No se trata del relato de un librero, sino la obra de un novelista librero. Muy al contrario de aquel otro libro tan sugerente de Héctor Yánover titulado Memorias de un librero escritas por él mismo (Ed. Mario Muchnik). Por un momento imaginé que la novela de Javier iba a ser algo parecido, una especie de recorrido por el entramado de largos años de experiencia. Un catálogo razonado de recomendaciones lectoras. No, este relato es otra cosa. Después de tantas lecturas acumuladas, intuyo que el autor ha sentido un ferviente deseo por narrar con voz propia, la trayectoria de este personaje femenino con el que consigue navegar entre dos siglos y trazar las inquietudes, frustraciones y proyectos de una mujer a lo largo de su vida. Estudiante de filología en la década de los años setenta, la joven Carmen se aterroriza una mañana ante la agresividad represiva y sin control de los grises en la Ciudad Universitaria. Tras la detención de un amigo regresa precipitadamente a su ciudad.

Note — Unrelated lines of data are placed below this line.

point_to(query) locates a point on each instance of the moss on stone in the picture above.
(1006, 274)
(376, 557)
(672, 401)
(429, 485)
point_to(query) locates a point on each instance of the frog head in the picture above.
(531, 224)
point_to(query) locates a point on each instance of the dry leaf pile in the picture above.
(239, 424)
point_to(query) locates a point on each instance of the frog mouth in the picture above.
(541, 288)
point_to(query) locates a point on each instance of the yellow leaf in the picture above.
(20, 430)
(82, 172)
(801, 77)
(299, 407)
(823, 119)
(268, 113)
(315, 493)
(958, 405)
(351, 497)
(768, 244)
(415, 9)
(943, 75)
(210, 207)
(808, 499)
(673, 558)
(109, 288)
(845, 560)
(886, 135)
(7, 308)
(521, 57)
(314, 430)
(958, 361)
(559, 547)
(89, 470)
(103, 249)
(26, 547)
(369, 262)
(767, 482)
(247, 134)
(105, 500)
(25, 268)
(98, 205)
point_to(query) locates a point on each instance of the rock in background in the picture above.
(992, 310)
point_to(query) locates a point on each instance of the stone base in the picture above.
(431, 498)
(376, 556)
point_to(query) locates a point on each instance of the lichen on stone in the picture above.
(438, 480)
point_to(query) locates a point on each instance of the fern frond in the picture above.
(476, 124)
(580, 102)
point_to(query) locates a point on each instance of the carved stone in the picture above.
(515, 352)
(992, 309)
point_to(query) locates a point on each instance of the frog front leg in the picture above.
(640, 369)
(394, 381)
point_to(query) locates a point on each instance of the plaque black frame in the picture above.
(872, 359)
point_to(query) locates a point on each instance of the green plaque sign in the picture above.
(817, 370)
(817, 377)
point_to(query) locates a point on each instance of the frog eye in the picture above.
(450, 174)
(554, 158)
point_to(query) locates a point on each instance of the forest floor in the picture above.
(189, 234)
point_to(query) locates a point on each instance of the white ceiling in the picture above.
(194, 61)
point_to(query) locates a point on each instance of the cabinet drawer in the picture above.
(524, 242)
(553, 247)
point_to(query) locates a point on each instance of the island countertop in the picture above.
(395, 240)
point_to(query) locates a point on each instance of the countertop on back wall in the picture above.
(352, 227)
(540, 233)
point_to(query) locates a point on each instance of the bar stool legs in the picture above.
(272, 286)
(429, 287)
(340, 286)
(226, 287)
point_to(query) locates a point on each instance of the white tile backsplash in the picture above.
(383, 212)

En el domicilio familiar de la calle Ferraz descubre una escena vergonzante y no menos desoladora. Protagonizada por ese padre autoritario, prepotente y por supuesto facha que, como mecanismo de defensa, alardea de haber delatado por rojos a dos socios del Cine Club Nebrija, amigos de Carmen. Mientras que a su madre se la ha llevado don Doroteo de excursión al Valle de los Caídos. Algunas páginas aparecen salpicadas con claves alcalaínas que irremediablemente nos provoca más de una sonrisa al recordar ciertos momentos de cualquier tiempo pasado, que ella, como nosotros, considera que nunca fue mejor. Pero la novela –afortunadamente– va mucho más allá. Su personaje protagonista se debate a lo largo de su vida con situaciones desafortunadas, desencantos e infidelidades de un marido, cuyo nombre parece arrebatado a un personaje galdosiano: Benigno (aunque su actitud sea todo lo contrario).

Las páginas iniciales nos cuenta que Carmen siempre mantuvo una costumbre irrenunciable, libro que no le gustaba, tras las primeras cincuenta páginas, lo estampanaba contra la pared. No deja de ser curioso que finalmente lograra superar todos los traumas del pasado, montando una librería. Eso después de un desafortunado primer encuentro con un club de lectura, donde pudo descubrir que muchas de sus vecinas se apropiaban de versos ajenos –desde sonetos de Shakespeare hasta canciones de Cecilia– sin pudor alguno. Algunas de aquellas mujeres más tarde se convertirán en exitosas escritoras. Todo el libro rebosa un agudo sentido del humor. Un homenaje a las librerías, a los club de lectura, a la amistad… pero sobre todo el retrato de una mujer, que no se nos refleja boca abajo en el techo por los efectos de la cámara oscura ni tampoco se disemina entre las partículas del efecto Tyndall. Un personaje que trata de encontrar entre los libros lo que el pasado le había negado.